« Legba est plus fort que tous les vaudous, et surtout plus malin. Il furète partout, est au courant de tout. », disait le devin Gédégbé à l’ethnologue et administrateur colonial Bernard Maupoil lors de ses enquêtes en pays vodou dans les années 1920. Placé sous le signe de la ruse et ayant un « pied » dans chaque monde, Legba est naturellement appelé à être le messager des vodous et spécialement de l’oracle Fa.
Legba et Fa sont les deux faces d’une même pièce : si Fa représente la loi, Legba en incarne la transgression. Du fait de sa position liminale, il en est simultanément un « gardien » et la cause de toutes les dérives, la concentration de tous les mauvais affects et pulsions qui poussent à violer les règles. Proche de la figure universelle du renard – trickster, Legba n’a pas vraiment de maitre.
Appelé Elegbara, Eshu-Elegbara, Esu-Bara, ou encore Eshu par les Nagos ou les Yorubas, ce messager entre les dieux et les hommes est difficile à cerner, tant il est vrai que la variété de ses représentations et fonctions ménage moult contradictions. La propriété de Legba est en effet d’être multiple et insaisissable, aussi bien dans son nom, dans ses formes, dans ses attributs, dans ses fonctions que dans son mythe. Un des nombreux récits de Legba raconte l’histoire suivante : à l’origine des temps, Legba, le chien et d’autres vodous vivaient en bonne entente, chacun respectant son domaine de compétence sans empiéter sur celui de l’autre. Mais Legba finit par être jaloux des pouvoirs du chien, capable de voir le monde invisible ; aussi consulta-t-il l’oracle Fa afin qu’il l’aide à acquérir les pouvoirs de l’animal.
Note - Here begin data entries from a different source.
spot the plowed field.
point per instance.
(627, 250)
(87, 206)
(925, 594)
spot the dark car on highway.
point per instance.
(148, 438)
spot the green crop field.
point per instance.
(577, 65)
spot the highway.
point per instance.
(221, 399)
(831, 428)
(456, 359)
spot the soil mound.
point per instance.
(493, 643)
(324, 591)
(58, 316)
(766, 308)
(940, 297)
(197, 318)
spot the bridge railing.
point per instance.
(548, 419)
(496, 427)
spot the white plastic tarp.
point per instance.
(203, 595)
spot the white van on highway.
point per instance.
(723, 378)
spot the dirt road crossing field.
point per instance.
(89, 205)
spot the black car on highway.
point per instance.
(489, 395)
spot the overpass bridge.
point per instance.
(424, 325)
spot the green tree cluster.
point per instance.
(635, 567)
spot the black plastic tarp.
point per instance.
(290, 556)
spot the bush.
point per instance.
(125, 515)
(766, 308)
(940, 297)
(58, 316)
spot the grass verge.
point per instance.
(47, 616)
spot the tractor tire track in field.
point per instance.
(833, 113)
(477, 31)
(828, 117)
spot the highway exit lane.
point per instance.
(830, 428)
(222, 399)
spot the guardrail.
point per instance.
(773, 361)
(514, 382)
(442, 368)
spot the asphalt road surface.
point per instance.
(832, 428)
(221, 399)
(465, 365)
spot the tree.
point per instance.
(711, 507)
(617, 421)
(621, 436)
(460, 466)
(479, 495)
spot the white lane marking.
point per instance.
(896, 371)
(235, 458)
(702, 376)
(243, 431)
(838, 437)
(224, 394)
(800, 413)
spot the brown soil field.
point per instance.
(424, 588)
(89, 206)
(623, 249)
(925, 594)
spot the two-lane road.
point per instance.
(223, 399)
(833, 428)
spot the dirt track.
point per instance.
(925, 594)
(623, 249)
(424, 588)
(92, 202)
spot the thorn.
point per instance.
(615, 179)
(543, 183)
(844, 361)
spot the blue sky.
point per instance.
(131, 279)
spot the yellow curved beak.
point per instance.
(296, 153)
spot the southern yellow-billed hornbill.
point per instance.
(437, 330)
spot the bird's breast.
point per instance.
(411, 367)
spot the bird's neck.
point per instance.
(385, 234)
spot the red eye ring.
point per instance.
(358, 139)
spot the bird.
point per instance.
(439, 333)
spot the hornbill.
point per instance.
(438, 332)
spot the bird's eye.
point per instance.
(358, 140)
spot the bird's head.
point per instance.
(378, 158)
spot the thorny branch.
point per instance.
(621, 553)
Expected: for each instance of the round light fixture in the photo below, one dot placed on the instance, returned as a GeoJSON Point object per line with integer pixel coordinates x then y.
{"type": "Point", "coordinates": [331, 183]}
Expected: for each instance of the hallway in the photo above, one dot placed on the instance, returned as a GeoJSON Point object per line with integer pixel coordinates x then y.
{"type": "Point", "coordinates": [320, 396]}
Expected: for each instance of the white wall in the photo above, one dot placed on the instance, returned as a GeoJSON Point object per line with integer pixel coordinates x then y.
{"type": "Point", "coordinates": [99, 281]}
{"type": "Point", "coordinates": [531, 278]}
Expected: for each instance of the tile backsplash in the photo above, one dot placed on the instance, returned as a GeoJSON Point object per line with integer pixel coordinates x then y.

C’est ainsi que Legba tendit un piège au chien en l’invitant à dîner chez lui. Au moment où le chien lui précisa ce qu’il a envie de manger (comme la coutume le veut), Legba dit que son ventre (factice) contenait précisément ce dont il a envie. Pour le prouver, l’épouse de Legba l’éventra et fit apparaitre le plat demandé sous les yeux ahuris du convive. Le chien à son tour, se pensant aussi malin que Legba, convia son rival et répéta le même scénario. Mais le miracle ne se reproduisit pas, le chien tomba inerte, noyé dans son propre sang. Avant qu’il ait le temps de comprendre son erreur, Legba lui trancha la tête et la posa sur la sienne. Depuis ce jour, Legba, ce malicieux, est capable de voir le monde invisible.